「あんたはただ、信じて待っておきなよ」

「………………」

「あんたには下僕が一番似合うけど……でも」

「………………」


 オレはね、もう大丈夫。あんたのおかげで、母さんはオレのこと思い出してくれたから。下僕はこれでお終い。
 よく頑張ったね。苦しかったね。つらかったね。寂しかったね。悲しかったね。でも、そればっかりじゃなかったでしょ? みんなといて、楽しそうなあんた見てたら、そうなんだろうなって思ってた。

 ……初めて会った時は、本当に妖精かと思った。次はお姫様で、下僕で……。どれも似合うんだけどね。それでもあんたはお姫様として、王子様の隣にいるのが一番だと、オレは思うから。
 だから。……幸せになってねと。そう思いながら頭にぽす……と手を乗せ、今まで頑張った労いを込めて、ゆっくりと頭を撫でてやる。
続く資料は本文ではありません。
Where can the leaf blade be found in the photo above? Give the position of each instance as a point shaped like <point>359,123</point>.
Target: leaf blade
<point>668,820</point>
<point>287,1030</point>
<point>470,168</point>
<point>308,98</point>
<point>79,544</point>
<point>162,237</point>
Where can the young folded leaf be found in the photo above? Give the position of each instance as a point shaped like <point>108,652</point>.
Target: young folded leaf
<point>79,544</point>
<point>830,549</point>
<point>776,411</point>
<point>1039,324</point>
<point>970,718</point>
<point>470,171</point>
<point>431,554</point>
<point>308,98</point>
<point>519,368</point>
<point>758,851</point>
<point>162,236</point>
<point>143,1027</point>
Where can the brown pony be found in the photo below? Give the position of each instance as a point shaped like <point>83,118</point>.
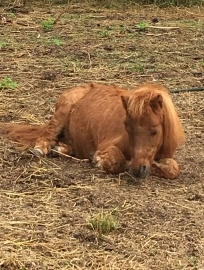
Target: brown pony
<point>120,130</point>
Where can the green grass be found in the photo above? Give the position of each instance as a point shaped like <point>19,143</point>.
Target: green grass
<point>2,44</point>
<point>119,3</point>
<point>57,41</point>
<point>103,223</point>
<point>48,24</point>
<point>142,25</point>
<point>8,83</point>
「頑張ったから、ちょっと休憩。……お城の上で待っておきなよ。休みながらさ」

「………………」

「絶対、オレが助ける。……信じて待ってて」

「………………」


 返事なんていらないよ。だって、十分オレには、あんたからのSOSも、信じてることも、諦めないことも、十分伝わって――。


「(……え)」


 ……今、確かに……。確かに手に、振動があった。


「(……。ばかだなあ。ほんと……)」


 助けてやれるよ? もう、十分準備してきたんだから。でも、よくオレなんかを信じようと思ったね。神経疑うわー。
 だって、オレだったら絶対、オレだけは信じないもんね。めっちゃ疑ってかかる。まあ、オレが人間不審なだけだけど。

 ……知ってる、わけじゃないよね。オレがルニだってことも、怪盗だってことも、こんなことしてるってことも。
 知ってたら言ってくるんだろうし、……バレないようにしてきたから、バレてないはずなんだけど。それにしても、よく信じてくれるよ。


「(でも、ほんの少しでも頷いてくれたんだ。その分は必ず。きっちりお返しますよ)」


 オレが何も言わないから。それに、驚いたことがきっと手を伝ってこいつにもわかったんだろう。どうしたのかと、ほんの少しだけ視線を上げてきた。


「(こらこら。拒絶するならちゃんと最後までしないとダメでしょ?)」


 でも、もう十分わかってる。


「……よくできました」


 こんな追い込まれている状況でも尚、『信じてるから』って。頑張って伝えようとしてくれてるこいつを褒めてやる。
 視線が絡んだほんの一瞬に、自信満々に笑ってやった。それから、わざと頭を混ぜ繰り返す。わしゃわしゃとしている時に、聞こえないくらいの声で呟いた。


 ……待ってて。信じててって。


 素直になんか、言えるわけない。でも、拗れきってるオレがここまできっと変われたのも、こいつのおかげだ。


 ――……助けるよ、必ず。


「ありがとうみんな! バイバイ!」


 たとえあいつが『またね』と、そう言わなくても。もう、……あんな思いはさせない。

 ――だから絶対、あんたに言わせてあげるよ。